Trotz angestiegener Gesundheitsausgaben erkennen die Berater im internationalen Vergleich Verbesserungspotenzial. Welche Erfolgsfaktoren für das neue Vergütungssystem kritisch sind und wie es erfolgreich umgesetzt werden kann, wollen die Berater in der Studie "Qualitätsorientierte Vergütung im Krankenhaussektor: Die richtigen Anreize schaffen – Qualitätsdefizite in der stationären Versorgung beheben" beschreiben.
Das Problem: Die wirtschaftliche Lage deutscher Krankenhäuser ist alarmierend. Bereits 40 Prozent der Krankenhäuser schreiben rote Zahlen, so Roland Berger. Kostendruck und gesetzliche Einsparmaßnahmen engten den finanziellen Spielraum immer weiter ein.
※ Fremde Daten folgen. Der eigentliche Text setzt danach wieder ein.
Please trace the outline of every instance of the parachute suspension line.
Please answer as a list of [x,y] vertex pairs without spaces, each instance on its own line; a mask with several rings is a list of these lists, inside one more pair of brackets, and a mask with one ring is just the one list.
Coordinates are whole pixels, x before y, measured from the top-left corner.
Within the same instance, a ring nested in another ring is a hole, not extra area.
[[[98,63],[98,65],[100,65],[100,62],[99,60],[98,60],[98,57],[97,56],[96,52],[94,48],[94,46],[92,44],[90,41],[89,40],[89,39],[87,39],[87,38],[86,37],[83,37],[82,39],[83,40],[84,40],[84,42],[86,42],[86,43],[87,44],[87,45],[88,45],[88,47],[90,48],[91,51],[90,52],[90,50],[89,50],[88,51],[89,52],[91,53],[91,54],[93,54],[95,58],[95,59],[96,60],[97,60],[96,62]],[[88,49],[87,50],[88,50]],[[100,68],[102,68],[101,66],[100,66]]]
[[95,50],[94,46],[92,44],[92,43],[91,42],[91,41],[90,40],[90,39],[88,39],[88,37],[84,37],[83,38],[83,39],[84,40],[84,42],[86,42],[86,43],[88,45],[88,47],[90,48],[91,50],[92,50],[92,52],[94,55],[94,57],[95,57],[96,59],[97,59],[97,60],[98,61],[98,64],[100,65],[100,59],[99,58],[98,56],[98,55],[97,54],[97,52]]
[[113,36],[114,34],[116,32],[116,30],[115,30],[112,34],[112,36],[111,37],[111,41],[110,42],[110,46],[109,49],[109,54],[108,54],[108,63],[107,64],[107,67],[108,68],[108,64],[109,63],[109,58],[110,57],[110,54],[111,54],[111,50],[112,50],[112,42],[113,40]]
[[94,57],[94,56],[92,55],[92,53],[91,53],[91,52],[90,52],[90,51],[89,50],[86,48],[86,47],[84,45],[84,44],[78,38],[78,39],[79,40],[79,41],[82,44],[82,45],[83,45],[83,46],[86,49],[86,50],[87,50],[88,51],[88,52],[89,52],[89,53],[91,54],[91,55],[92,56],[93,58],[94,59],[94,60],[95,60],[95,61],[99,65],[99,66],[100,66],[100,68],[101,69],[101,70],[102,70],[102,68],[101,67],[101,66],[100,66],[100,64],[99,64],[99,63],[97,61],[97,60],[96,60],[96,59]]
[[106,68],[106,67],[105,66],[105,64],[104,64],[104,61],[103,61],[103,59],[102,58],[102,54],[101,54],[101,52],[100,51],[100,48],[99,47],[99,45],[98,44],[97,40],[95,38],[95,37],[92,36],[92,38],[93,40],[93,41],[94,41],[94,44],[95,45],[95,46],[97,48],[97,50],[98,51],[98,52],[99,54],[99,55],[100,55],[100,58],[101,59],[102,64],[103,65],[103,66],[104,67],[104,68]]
Die Krankenhäuser hätten wenig finanziellen Spielraum, um die Qualität stationärer Behandlungen weiter zu verbessern.
2005 lag Deutschland im europäischen Vergleich noch auf Platz drei bei der Qualität stationärer Behandlungen. Ende 2013 lagen deutsche Krankenhäuser nur noch auf Platz neun, und das, obwohl das Land europaweit die zweithöchsten Gesundheitsausgaben verbucht. "Die Ausgaben werden oftmals nicht optimal eingesetzt, viele Krankenhäuser haben noch Verbesserungspotenzial", sagt Peter Magunia, Leiter der Healthcare Practice Deutschland bei Roland Berger und Autor der Studie.
Krankenhausstrukturgesetz: „Ambitioniert“
Mit dem Krankenhausstrukturgesetz soll die Situation deutlich verbessert werden. Die Reformziele bewertet Roland Berger als "ambitioniert": eine Verbesserung der stationären Behandlungsqualität, die gesetzliche Verankerung einer patientengerechten und höherwertigen Versorgung sowie Zu- bzw. Abschläge in Abhängigkeit von der Versorgungsqualität.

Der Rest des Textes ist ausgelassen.